CSR moves to make Bluetooth more PC-friendly

Bluetooth silicon developer CSR Plc has launched software to make the wireless protocol more attractive for PC and laptop peripherals by obviating the need for the stack to load before being able to connect to the machine.

By CBR Staff Writer

The software, called the BlueCore Input Connection Enhancement, or BlueICE, works with a host interface built into a PC or housed in a dongle and the Cambridge, UK-based company’s BlueCore4-EXT silicon. This is the version of its products that works with memory on the host system and is external to the device carrying the chip, which in turn enables reconfiguration and so is suited to peripherals.

The issue with Bluetooth-based mice and keyboards until now has been that if users needed to boot from a CD or make changes to the BIOS, they had to keep wired alternatives in reserve for such eventualities because the wireless ones had to wait for the host’s operating system to load the Bluetooth software stack before they could connect.

CSR said BlueICE, which needs to be implemented on mouse, keyboard and host, circumvents this problem by switching the regular host module at start-up to HID proxy mode, allowing it to present itself on the USB bus as a USB composite device containing a keyboard and mouse. The BlueICE firmware implements the HID profile internally, allowing the keyboard and mouse to work without the Bluetooth software stack being accessible, it said. Once the OS has fully loaded, Host Controller Interface mode is enabled and the BlueCore host module presents the HCI interface on the USB bus.

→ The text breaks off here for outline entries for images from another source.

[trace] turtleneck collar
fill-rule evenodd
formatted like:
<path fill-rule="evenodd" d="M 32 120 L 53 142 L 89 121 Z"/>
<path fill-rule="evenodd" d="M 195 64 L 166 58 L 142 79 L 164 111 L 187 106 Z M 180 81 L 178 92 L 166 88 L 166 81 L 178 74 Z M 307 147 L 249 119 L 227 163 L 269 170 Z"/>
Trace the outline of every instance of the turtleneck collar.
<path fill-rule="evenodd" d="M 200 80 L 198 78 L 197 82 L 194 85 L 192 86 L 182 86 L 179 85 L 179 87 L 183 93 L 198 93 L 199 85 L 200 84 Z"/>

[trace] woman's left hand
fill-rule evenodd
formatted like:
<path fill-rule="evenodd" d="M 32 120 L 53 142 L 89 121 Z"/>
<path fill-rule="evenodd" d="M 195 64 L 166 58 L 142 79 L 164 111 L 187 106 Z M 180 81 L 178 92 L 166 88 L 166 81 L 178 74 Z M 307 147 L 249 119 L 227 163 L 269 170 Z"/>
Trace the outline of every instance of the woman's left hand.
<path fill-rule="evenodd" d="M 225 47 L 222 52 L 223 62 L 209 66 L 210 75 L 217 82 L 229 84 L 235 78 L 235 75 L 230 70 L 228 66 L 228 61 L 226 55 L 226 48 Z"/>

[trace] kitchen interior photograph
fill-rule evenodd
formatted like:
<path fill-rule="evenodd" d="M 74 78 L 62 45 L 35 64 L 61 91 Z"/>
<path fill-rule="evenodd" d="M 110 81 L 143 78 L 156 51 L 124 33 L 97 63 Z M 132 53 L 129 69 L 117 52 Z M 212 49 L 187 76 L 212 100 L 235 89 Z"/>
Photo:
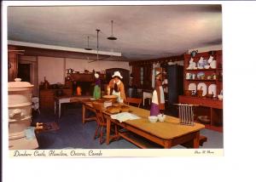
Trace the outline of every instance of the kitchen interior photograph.
<path fill-rule="evenodd" d="M 7 13 L 9 150 L 223 149 L 221 5 Z"/>

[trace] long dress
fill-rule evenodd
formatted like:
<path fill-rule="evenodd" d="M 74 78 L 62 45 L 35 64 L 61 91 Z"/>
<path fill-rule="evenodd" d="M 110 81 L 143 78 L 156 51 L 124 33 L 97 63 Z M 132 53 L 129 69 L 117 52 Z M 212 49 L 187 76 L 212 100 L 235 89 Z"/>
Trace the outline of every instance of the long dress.
<path fill-rule="evenodd" d="M 165 110 L 164 89 L 160 80 L 155 80 L 155 88 L 152 94 L 150 116 L 157 116 Z"/>
<path fill-rule="evenodd" d="M 116 82 L 114 79 L 110 80 L 109 86 L 111 88 L 114 88 L 114 87 L 117 87 L 116 90 L 113 90 L 112 94 L 118 96 L 118 102 L 124 103 L 126 101 L 126 95 L 125 92 L 125 85 L 124 83 L 119 80 Z"/>
<path fill-rule="evenodd" d="M 97 78 L 95 82 L 95 86 L 94 86 L 94 89 L 93 89 L 93 98 L 95 98 L 96 100 L 101 98 L 101 80 L 100 80 L 100 78 Z"/>

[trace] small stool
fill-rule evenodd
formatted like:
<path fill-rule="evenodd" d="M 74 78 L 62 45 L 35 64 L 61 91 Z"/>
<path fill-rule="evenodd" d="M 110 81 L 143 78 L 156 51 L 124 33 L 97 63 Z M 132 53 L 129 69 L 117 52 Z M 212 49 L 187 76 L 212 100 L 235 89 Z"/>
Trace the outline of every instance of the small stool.
<path fill-rule="evenodd" d="M 39 98 L 38 97 L 32 97 L 32 108 L 34 111 L 37 111 L 40 114 L 40 110 L 39 110 Z"/>
<path fill-rule="evenodd" d="M 149 99 L 150 102 L 151 102 L 151 99 L 152 99 L 152 93 L 148 93 L 148 92 L 143 92 L 143 106 L 145 105 L 145 99 Z M 150 103 L 149 102 L 149 103 Z"/>

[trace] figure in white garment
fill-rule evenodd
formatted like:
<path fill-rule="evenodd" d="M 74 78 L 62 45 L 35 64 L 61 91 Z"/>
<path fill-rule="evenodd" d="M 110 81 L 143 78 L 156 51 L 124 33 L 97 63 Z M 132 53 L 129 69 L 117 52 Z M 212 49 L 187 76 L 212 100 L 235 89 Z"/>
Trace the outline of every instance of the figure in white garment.
<path fill-rule="evenodd" d="M 162 74 L 156 71 L 155 87 L 152 94 L 150 116 L 158 116 L 165 111 L 165 94 L 162 86 Z"/>

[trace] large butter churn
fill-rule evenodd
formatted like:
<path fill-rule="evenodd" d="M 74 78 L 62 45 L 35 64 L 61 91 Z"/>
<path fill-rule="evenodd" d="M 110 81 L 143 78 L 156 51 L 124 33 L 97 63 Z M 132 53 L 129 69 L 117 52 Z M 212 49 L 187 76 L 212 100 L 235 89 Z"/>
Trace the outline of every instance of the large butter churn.
<path fill-rule="evenodd" d="M 25 129 L 32 122 L 32 93 L 33 85 L 15 78 L 8 82 L 9 139 L 25 137 Z"/>

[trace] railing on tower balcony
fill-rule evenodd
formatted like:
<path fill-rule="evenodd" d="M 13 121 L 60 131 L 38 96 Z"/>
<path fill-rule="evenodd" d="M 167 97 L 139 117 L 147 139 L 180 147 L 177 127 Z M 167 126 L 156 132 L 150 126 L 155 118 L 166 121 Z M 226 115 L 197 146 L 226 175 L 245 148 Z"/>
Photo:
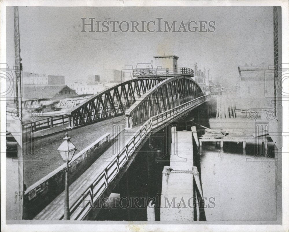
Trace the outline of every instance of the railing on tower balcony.
<path fill-rule="evenodd" d="M 142 77 L 165 77 L 166 76 L 174 75 L 187 75 L 194 76 L 194 70 L 187 68 L 169 68 L 134 69 L 134 76 Z"/>

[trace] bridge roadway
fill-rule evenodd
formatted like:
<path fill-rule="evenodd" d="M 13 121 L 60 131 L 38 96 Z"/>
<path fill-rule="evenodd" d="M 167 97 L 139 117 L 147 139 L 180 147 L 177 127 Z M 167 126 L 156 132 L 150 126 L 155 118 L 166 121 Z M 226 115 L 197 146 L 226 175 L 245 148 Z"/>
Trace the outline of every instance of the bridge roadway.
<path fill-rule="evenodd" d="M 130 127 L 129 129 L 123 131 L 122 133 L 117 136 L 115 139 L 113 141 L 112 145 L 105 151 L 94 163 L 84 171 L 83 174 L 70 186 L 71 220 L 81 220 L 86 219 L 87 220 L 88 217 L 91 220 L 91 218 L 90 217 L 92 215 L 95 215 L 96 214 L 94 212 L 95 212 L 94 209 L 90 210 L 89 207 L 90 203 L 88 203 L 87 202 L 91 199 L 92 196 L 93 196 L 92 200 L 93 201 L 101 197 L 109 196 L 109 193 L 117 184 L 119 179 L 118 178 L 121 178 L 126 171 L 137 154 L 138 149 L 141 147 L 143 143 L 149 138 L 153 131 L 156 131 L 156 129 L 157 130 L 160 129 L 171 120 L 175 119 L 180 116 L 182 117 L 184 112 L 191 110 L 200 105 L 209 98 L 210 97 L 210 95 L 208 95 L 195 98 L 177 107 L 168 110 L 165 113 L 162 113 L 161 116 L 158 115 L 153 116 L 139 126 Z M 114 124 L 108 125 L 107 124 L 105 127 L 108 127 L 106 128 L 109 130 L 108 131 L 110 131 L 111 128 L 110 127 L 115 122 L 116 124 L 123 125 L 124 123 L 124 120 L 121 117 L 120 118 L 120 119 L 118 121 L 116 119 L 114 120 Z M 126 124 L 127 126 L 127 118 Z M 88 134 L 94 137 L 92 140 L 95 140 L 98 137 L 95 135 L 95 132 L 99 130 L 98 125 L 97 124 L 93 124 L 79 128 L 79 129 L 83 128 L 81 129 L 81 131 L 83 130 L 87 132 L 87 133 L 86 133 L 85 136 L 83 135 L 77 135 L 77 133 L 80 131 L 77 129 L 73 130 L 75 134 L 73 132 L 71 136 L 73 138 L 75 136 L 76 141 L 78 139 L 83 141 L 84 140 L 86 140 L 87 138 L 89 137 L 87 136 Z M 92 132 L 90 131 L 90 128 L 93 129 L 93 131 Z M 107 132 L 107 131 L 105 132 Z M 53 142 L 52 143 L 53 147 L 50 147 L 53 148 L 53 150 L 55 151 L 57 148 L 57 146 L 59 145 L 59 141 L 61 141 L 62 138 L 59 135 L 58 135 L 58 136 L 60 137 L 57 139 L 50 138 Z M 73 142 L 74 140 L 72 141 Z M 116 145 L 117 142 L 118 143 Z M 80 145 L 80 144 L 75 144 L 77 147 L 78 145 Z M 83 147 L 85 146 L 84 144 L 82 145 Z M 119 146 L 118 147 L 118 149 L 116 147 L 118 146 Z M 111 157 L 112 151 L 114 150 L 117 152 L 116 152 L 115 155 Z M 57 151 L 55 152 L 57 152 Z M 48 153 L 46 154 L 46 155 L 49 154 Z M 104 158 L 110 157 L 110 158 L 107 160 L 108 162 L 104 162 Z M 84 194 L 84 197 L 83 195 Z M 63 218 L 63 215 L 64 197 L 64 192 L 62 192 L 34 219 L 61 220 Z M 85 205 L 83 203 L 84 202 Z M 86 207 L 84 207 L 84 205 Z M 96 209 L 95 210 L 98 209 Z M 92 212 L 91 214 L 91 212 Z"/>
<path fill-rule="evenodd" d="M 125 124 L 123 116 L 119 116 L 73 130 L 68 129 L 68 134 L 71 138 L 71 141 L 77 148 L 77 153 L 108 132 L 111 133 L 111 137 L 113 136 L 113 125 L 123 124 L 125 125 Z M 29 155 L 25 157 L 25 155 L 24 158 L 27 160 L 24 162 L 23 165 L 24 183 L 27 187 L 33 184 L 63 164 L 63 160 L 57 149 L 65 137 L 64 130 L 67 129 L 67 125 L 64 125 L 35 133 L 34 136 L 38 136 L 35 138 L 34 141 L 35 157 Z M 60 130 L 63 131 L 59 132 Z"/>
<path fill-rule="evenodd" d="M 123 120 L 121 120 L 122 119 L 122 116 L 118 117 L 115 119 L 114 122 L 117 122 L 117 123 L 121 124 L 124 121 Z M 94 128 L 95 129 L 92 132 L 89 131 L 90 134 L 91 133 L 92 134 L 95 133 L 96 131 L 97 131 L 98 134 L 99 134 L 101 131 L 103 131 L 106 128 L 108 130 L 110 129 L 109 126 L 110 126 L 111 128 L 111 124 L 108 125 L 108 124 L 110 124 L 108 123 L 107 121 L 105 121 L 106 124 L 106 125 L 103 125 L 104 124 L 103 122 L 92 124 L 93 128 Z M 99 130 L 98 129 L 99 128 L 100 124 L 103 127 L 101 130 Z M 86 128 L 88 126 L 89 126 L 82 128 Z M 92 127 L 92 125 L 91 126 L 91 128 Z M 125 129 L 122 132 L 119 133 L 115 137 L 115 139 L 113 140 L 111 145 L 88 169 L 84 171 L 79 177 L 70 185 L 69 186 L 69 199 L 71 208 L 72 207 L 73 203 L 75 202 L 80 197 L 81 197 L 81 194 L 84 193 L 84 190 L 89 187 L 91 183 L 95 180 L 96 177 L 100 175 L 102 172 L 103 171 L 103 169 L 107 167 L 109 162 L 115 158 L 116 156 L 117 155 L 116 152 L 115 151 L 118 149 L 118 147 L 121 149 L 122 147 L 123 146 L 123 145 L 121 146 L 121 144 L 124 144 L 127 142 L 132 136 L 139 129 L 139 128 L 138 127 L 136 127 L 129 130 Z M 82 130 L 83 130 L 81 131 Z M 87 130 L 88 132 L 88 130 Z M 77 131 L 79 131 L 79 130 Z M 70 136 L 71 134 L 72 135 L 72 134 L 71 133 L 69 134 Z M 73 137 L 73 135 L 72 136 L 73 136 L 73 138 L 75 138 Z M 79 135 L 79 137 L 81 137 L 81 136 L 83 136 L 83 134 Z M 97 137 L 94 136 L 94 134 L 93 140 L 95 140 L 95 139 L 97 138 Z M 77 139 L 77 138 L 78 137 L 77 137 L 75 134 L 75 139 Z M 85 138 L 84 139 L 86 139 Z M 91 139 L 91 138 L 90 138 L 89 139 Z M 79 143 L 79 141 L 75 139 L 73 140 L 74 143 L 74 140 L 76 142 L 77 141 L 77 143 Z M 82 140 L 84 139 L 83 139 Z M 86 143 L 88 143 L 88 142 L 87 142 Z M 75 145 L 77 147 L 77 145 Z M 82 145 L 83 147 L 84 146 L 83 145 Z M 63 214 L 64 194 L 64 191 L 53 201 L 34 219 L 40 220 L 59 220 L 60 219 Z M 71 214 L 72 214 L 71 212 Z M 75 215 L 75 216 L 76 216 Z M 73 215 L 71 216 L 71 220 L 77 219 L 77 218 L 73 218 Z"/>

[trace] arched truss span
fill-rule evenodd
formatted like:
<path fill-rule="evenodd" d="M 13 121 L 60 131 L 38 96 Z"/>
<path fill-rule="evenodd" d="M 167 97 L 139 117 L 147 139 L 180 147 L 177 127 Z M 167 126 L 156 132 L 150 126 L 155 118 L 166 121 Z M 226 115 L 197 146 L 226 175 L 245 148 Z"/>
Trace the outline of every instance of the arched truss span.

The new firmware also has an AutoConnect feature, which means the mouse and /or keyboard need only be fitted with batteries in order to connect with the host and start working, as they will be found automatically by the host Bluetooth module. Users can also delete any existing pairing information, discover new devices, or activate the Auto Connect function by pushing a button on the host module and peripheral devices, said the company.

The move is designed to give Bluetooth peripherals equal boasting rights with their wired counterparts in that they too can now be autodetected by the host and be used during boot-up, prior to the OS being loaded, negating the requirement for a wired reserve.

The move comes shortly after LSE-listed CSR warned of a weaker second half due to changes in mobile phone manufacturers’ product mixes, with a shift to more low-end handsets (which typically are not Bluetooth-enabled) as developing world markets take off. Anything that helps drive take-up of Bluetooth in other areas such as computer peripherals is desirable to CSR at the moment.